Epicurismo


O Epicurismo foi uma doutrina filosófica criada pelo filósofo grego Epicuro (341-271 a.C.), o "Profeta do Prazer e da amizade". A filosofia epicurista foi divulgada por seus seguidores, entre eles, se destaca Lucrécio, poeta latino (98-55 a.C.).

Epicurismo, Hedonismo e Estoicismo

Na física, a principal característica do Epicurismo é o atomismo, e na moral a identificação do bem soberano como prazer, que concretamente, há de ser encontrado na prática da virtude e na cultura do espírito.

A doutrina de Epicuro substitui o bem pelo prazer e o mal pela dor, de forma que a felicidade consiste em assegurar-se com o máximo de prazer e o mínimo de dores, por meio da saúde do corpo e do espírito.

Esse conceito difundido por Epicuro está enraizado no Hedonismo, ou seja, uma doutrina filosófica e moral que tem como base o "prazer" como bem supremo para a obtenção da felicidade humana.

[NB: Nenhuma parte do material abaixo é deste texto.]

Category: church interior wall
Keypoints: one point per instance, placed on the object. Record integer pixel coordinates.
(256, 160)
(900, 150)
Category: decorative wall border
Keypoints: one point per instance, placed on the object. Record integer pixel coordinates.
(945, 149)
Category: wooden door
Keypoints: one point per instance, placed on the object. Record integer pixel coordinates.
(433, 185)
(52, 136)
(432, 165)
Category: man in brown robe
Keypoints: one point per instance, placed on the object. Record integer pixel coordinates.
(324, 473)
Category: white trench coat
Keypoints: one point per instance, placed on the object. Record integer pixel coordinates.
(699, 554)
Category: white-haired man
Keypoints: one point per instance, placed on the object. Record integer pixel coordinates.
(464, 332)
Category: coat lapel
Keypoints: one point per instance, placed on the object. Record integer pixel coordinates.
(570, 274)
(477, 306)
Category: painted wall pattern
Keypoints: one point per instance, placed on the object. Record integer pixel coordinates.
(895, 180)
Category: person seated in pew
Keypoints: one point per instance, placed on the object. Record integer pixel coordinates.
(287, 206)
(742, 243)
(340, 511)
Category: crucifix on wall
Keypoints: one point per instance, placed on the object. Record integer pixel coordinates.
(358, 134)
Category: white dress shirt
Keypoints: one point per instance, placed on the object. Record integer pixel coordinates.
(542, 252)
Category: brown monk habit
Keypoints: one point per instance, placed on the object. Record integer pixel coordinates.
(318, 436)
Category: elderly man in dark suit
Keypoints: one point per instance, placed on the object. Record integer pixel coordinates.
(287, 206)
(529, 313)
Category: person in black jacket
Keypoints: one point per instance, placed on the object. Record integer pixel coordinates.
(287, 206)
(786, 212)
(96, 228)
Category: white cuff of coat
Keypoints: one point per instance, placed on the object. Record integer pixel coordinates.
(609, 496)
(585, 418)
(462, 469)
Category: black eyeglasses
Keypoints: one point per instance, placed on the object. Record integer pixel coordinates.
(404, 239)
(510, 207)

Por conseguinte, tanto a ética como a teoria política dos epicuristas, apoiava-se inteiramente numa base utilitária. Em contraste com o Estoicismo, não insistiam na virtude como um fim em si mesmo, mas ensinavam que o homem devia ser bom unicamente para aumentar a sua própria felicidade.

Negavam uma existência de uma justiça absoluta e acreditavam que as instituições seriam justas na medida em que contribuíssem para a felicidade do indivíduo.

Nesse ínterim, o Epicurismo divergia do Estoicismo, corrente filosófica que afirmava que todo o Universo era governado por uma razão universal, divina, que ordena todas as coisas, onde tudo surge a partir dele e de acordo com ele.

O Estoicismo baseava-se numa ética rigorosa, conforme as leis da natureza, e que o homem sábio torna-se livre e feliz quando não se deixa escravizar pelas paixões e pelas coisas externas.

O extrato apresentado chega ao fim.